Nos pareció que habíamos llegado al final de nuestra investigación. Pero esta vez el azar hizo que la cosa no acabara aquí. Sucedió pocos días después. Una hermana de Toni, Lala, pasó por nuestra casa en una breve visita. Llevaba en las manos un libro que acababan de regalarle: Los mil sueños de Elena Fortún, de Marisol Dorao. Quiso también el azar que yo leyera ese título y que, obsesionada como estaba, le contara a Lala la historia de nuestra investigación y le pidiera que si descubría en su lectura algo sobre esa correspondencia nos lo comunicara. No tardó Lala en llamarnos. Al llegar a su casa y depositar el libro sobre una mesa, se fijó en la fotografía de cubierta, donde figuraba un escritorio con algunas pertenencias de Elena Fortún, entre ellas un sobre con el siguiente título: «Cartas de Carmen Laforet, para entregarle a ella después de mi muerte». Volvíamos a tener una pista.
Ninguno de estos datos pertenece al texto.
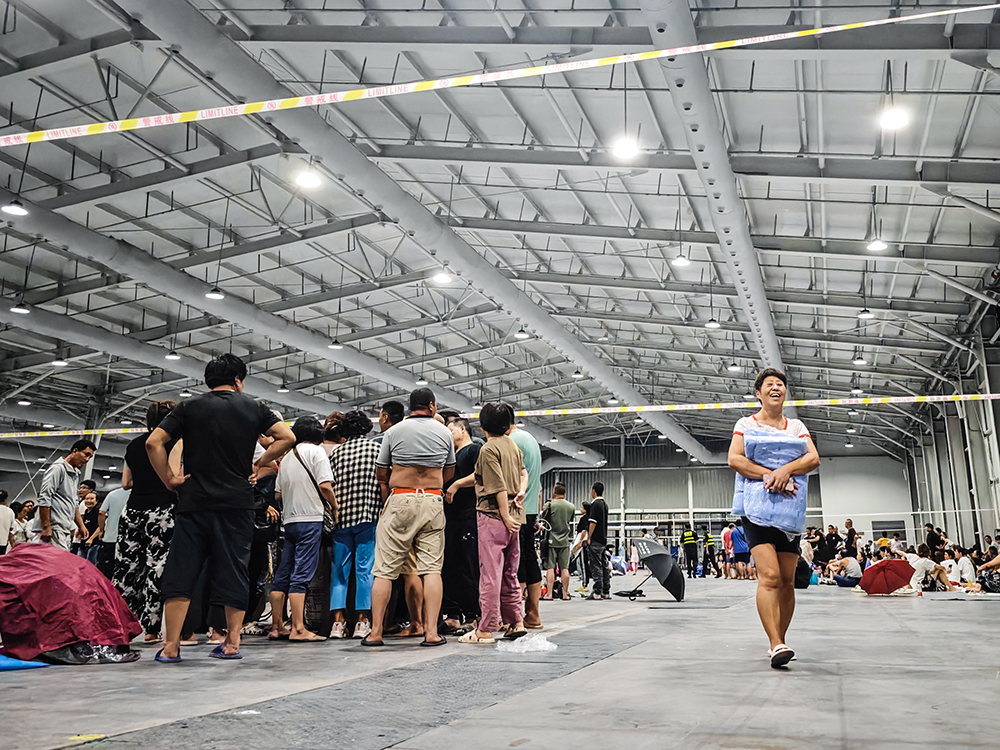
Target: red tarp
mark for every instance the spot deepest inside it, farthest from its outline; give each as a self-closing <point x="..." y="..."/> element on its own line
<point x="50" y="598"/>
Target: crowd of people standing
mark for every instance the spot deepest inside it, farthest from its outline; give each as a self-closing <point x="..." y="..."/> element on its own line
<point x="424" y="531"/>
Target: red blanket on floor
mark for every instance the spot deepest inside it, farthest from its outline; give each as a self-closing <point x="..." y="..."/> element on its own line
<point x="50" y="598"/>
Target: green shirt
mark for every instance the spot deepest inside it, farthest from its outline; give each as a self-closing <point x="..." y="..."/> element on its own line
<point x="560" y="514"/>
<point x="533" y="463"/>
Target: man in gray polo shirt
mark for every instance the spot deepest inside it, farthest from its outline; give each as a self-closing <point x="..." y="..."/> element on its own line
<point x="58" y="502"/>
<point x="416" y="458"/>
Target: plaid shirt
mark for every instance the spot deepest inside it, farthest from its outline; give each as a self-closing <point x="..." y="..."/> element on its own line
<point x="354" y="483"/>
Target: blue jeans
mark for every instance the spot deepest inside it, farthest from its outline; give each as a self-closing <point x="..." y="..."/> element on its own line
<point x="299" y="557"/>
<point x="846" y="583"/>
<point x="355" y="543"/>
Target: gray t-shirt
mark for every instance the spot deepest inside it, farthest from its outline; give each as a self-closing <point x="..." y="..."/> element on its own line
<point x="59" y="493"/>
<point x="417" y="441"/>
<point x="114" y="506"/>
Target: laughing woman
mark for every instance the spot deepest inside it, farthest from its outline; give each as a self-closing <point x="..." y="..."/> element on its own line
<point x="775" y="550"/>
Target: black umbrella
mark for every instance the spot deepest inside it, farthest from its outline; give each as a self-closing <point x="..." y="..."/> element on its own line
<point x="662" y="565"/>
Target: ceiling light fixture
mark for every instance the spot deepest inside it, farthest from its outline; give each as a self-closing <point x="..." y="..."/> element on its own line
<point x="308" y="179"/>
<point x="894" y="118"/>
<point x="625" y="148"/>
<point x="14" y="208"/>
<point x="442" y="276"/>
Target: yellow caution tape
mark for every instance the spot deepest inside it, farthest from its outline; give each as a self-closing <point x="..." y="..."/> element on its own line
<point x="867" y="401"/>
<point x="379" y="92"/>
<point x="588" y="411"/>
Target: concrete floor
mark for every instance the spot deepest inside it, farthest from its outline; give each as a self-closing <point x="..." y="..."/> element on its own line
<point x="872" y="673"/>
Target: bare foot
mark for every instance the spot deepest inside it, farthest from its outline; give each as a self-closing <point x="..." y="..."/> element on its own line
<point x="410" y="631"/>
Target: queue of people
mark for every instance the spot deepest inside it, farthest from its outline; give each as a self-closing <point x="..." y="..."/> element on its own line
<point x="426" y="531"/>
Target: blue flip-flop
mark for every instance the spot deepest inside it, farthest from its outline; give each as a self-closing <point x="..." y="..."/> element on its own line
<point x="166" y="659"/>
<point x="218" y="653"/>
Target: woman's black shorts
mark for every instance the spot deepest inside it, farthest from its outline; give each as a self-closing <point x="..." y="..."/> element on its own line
<point x="767" y="535"/>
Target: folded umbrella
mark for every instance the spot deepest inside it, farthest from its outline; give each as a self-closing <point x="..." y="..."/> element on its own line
<point x="50" y="599"/>
<point x="662" y="565"/>
<point x="886" y="576"/>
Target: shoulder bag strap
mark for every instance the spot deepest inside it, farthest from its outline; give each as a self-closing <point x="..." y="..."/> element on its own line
<point x="305" y="466"/>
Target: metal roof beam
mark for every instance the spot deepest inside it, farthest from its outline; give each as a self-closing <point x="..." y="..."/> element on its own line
<point x="202" y="43"/>
<point x="814" y="168"/>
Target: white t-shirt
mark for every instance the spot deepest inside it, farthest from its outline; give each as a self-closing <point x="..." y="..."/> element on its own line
<point x="853" y="569"/>
<point x="114" y="506"/>
<point x="922" y="567"/>
<point x="301" y="501"/>
<point x="792" y="428"/>
<point x="6" y="525"/>
<point x="966" y="571"/>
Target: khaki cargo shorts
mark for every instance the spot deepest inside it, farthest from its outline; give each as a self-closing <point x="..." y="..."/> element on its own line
<point x="409" y="537"/>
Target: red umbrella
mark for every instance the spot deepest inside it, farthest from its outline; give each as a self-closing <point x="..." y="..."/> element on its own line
<point x="886" y="576"/>
<point x="50" y="599"/>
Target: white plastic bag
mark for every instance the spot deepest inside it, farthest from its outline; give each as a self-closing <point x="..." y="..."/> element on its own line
<point x="527" y="644"/>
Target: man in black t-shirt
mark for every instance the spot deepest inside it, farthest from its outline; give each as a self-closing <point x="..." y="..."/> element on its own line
<point x="597" y="540"/>
<point x="460" y="575"/>
<point x="214" y="515"/>
<point x="851" y="539"/>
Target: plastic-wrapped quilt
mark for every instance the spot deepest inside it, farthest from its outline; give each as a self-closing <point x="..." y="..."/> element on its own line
<point x="763" y="507"/>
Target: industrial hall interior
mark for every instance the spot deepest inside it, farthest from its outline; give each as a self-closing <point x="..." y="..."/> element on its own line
<point x="501" y="373"/>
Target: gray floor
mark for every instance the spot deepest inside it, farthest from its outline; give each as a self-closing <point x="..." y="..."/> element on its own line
<point x="872" y="673"/>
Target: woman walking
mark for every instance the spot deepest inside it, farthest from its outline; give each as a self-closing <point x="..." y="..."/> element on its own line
<point x="775" y="550"/>
<point x="359" y="504"/>
<point x="147" y="526"/>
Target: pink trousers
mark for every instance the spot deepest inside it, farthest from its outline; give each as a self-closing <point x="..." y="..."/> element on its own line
<point x="499" y="591"/>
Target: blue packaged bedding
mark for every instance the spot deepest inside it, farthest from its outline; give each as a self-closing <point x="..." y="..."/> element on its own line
<point x="761" y="506"/>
Llamé a la autora del libro, Marisol Dorao, que vivía en Cádiz, y ella me confirmó que tenía esas cartas. Le habían sido entregadas hacía años, entre muchas otras cosas, por Carolina Regidor, cuando ella la contactó para conseguir datos sobre Elena Fortún, cuya biografía estaba escribiendo. Me dijo que comprendía que esas cartas pertenecían a la familia de Carmen Laforet y que me las enviaría de inmediato. Celebró además que hubiéramos encontrado su libro en la segunda edición que acababa de salir, porque la primera tenía otra portada completamente diferente.
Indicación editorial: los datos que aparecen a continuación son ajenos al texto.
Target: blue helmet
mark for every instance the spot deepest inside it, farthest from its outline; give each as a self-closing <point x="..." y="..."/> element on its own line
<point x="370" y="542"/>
Toni y yo comentamos, emocionados, los continuos sobresaltos y las sorprendentes coincidencias que parecían conducirnos a un final feliz.
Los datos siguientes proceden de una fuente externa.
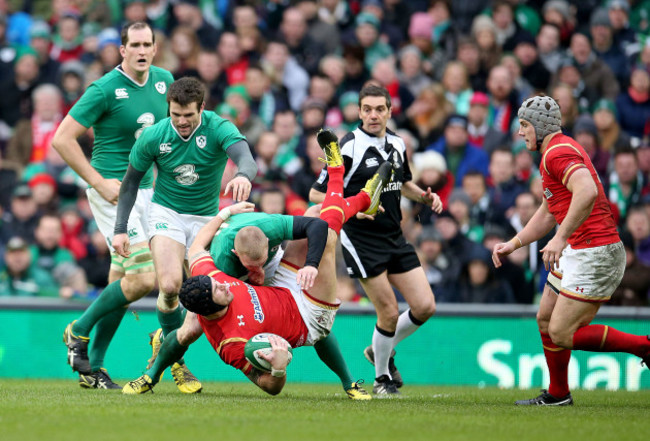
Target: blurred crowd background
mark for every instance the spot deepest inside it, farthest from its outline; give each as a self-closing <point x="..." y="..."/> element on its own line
<point x="456" y="71"/>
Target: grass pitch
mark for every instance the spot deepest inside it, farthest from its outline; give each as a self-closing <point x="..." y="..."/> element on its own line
<point x="60" y="410"/>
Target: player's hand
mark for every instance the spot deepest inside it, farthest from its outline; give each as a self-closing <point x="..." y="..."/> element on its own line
<point x="551" y="253"/>
<point x="121" y="244"/>
<point x="361" y="215"/>
<point x="432" y="200"/>
<point x="109" y="189"/>
<point x="279" y="358"/>
<point x="256" y="277"/>
<point x="241" y="188"/>
<point x="306" y="277"/>
<point x="241" y="207"/>
<point x="500" y="250"/>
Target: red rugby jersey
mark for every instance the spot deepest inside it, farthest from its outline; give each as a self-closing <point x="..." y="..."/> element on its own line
<point x="254" y="309"/>
<point x="562" y="158"/>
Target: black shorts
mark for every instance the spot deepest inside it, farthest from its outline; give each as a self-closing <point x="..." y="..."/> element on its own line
<point x="367" y="256"/>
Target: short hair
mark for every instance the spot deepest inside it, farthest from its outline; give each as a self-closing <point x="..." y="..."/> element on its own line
<point x="135" y="25"/>
<point x="196" y="296"/>
<point x="372" y="90"/>
<point x="251" y="241"/>
<point x="185" y="91"/>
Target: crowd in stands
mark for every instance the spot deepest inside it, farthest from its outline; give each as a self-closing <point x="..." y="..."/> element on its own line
<point x="456" y="71"/>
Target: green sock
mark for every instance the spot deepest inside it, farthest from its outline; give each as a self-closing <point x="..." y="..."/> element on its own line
<point x="104" y="332"/>
<point x="329" y="352"/>
<point x="170" y="321"/>
<point x="109" y="300"/>
<point x="170" y="352"/>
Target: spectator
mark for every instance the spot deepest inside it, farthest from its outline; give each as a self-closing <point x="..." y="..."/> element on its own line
<point x="367" y="36"/>
<point x="457" y="89"/>
<point x="97" y="262"/>
<point x="186" y="46"/>
<point x="611" y="136"/>
<point x="32" y="139"/>
<point x="598" y="77"/>
<point x="234" y="61"/>
<point x="638" y="224"/>
<point x="606" y="49"/>
<point x="548" y="46"/>
<point x="503" y="98"/>
<point x="585" y="133"/>
<point x="428" y="114"/>
<point x="504" y="188"/>
<point x="625" y="182"/>
<point x="210" y="70"/>
<point x="20" y="277"/>
<point x="67" y="41"/>
<point x="187" y="13"/>
<point x="303" y="48"/>
<point x="633" y="290"/>
<point x="477" y="281"/>
<point x="430" y="170"/>
<point x="411" y="74"/>
<point x="46" y="252"/>
<point x="480" y="133"/>
<point x="22" y="218"/>
<point x="436" y="264"/>
<point x="40" y="40"/>
<point x="460" y="155"/>
<point x="285" y="71"/>
<point x="633" y="105"/>
<point x="264" y="101"/>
Y esta vez así fue. A los pocos días llegó un paquete enviado por Marisol Dorao con las cartas de mi madre a Elena Fortún.

Las leí con embeleso, y puedo asegurar que la segunda parte del tesoro superó mis expectativas y me enriqueció como persona y como hija. En ellas volvía a hallar, igual que en la correspondencia con Ramón J. Sender, una amistad elevadísima, nacida y alimentada por ambas partes de lo que destila de la literatura del otro. En ambos casos el encuentro personal entre los autores había sido escaso. Sin embargo, habían podido captar a través de la lectura la esencia que el autor había dejado en ella, creando en este intercambio un amor puro y libre de confusiones.

Después de esta aventura de búsqueda que había culminado felizmente, quedaron en mi mente algunas preguntas sin respuesta. ¿Recordaría Carolina Regidor que había entregado esas cartas en el pasado y, no atreviéndose a reconocerlo, fue aplazando reiteradamente el encuentro con nosotros? ¿O no lo había recordado, y las buscó sin resultado como nos iba comunicando? ¿Qué fue lo que guio el azar para que todos los obstáculos fueran sorteados y llegara a nuestras manos esta correspondencia completa?

Mi imaginación, alimentada por la conexión que todavía siento con mi madre, me hace pensar que los espíritus de Elena y Carmen, ya liberados de esta vida llena de rigideces, miedos y amenazas, están a favor de la difusión del bello mensaje que destila esta correspondencia, e incluso sospecho que el espíritu de Carolina Regidor, finalmente también liberado, podría haberse sumado a la empresa de hacernos llegar la parte del tesoro que en su momento ella custodió.

Por eso, queridos lectores, les ofrezco la posibilidad de compartir la emoción de leer unas cartas que contienen una riqueza entrañable y profunda.

C. C. L.

De corazón y alma (1947-1952)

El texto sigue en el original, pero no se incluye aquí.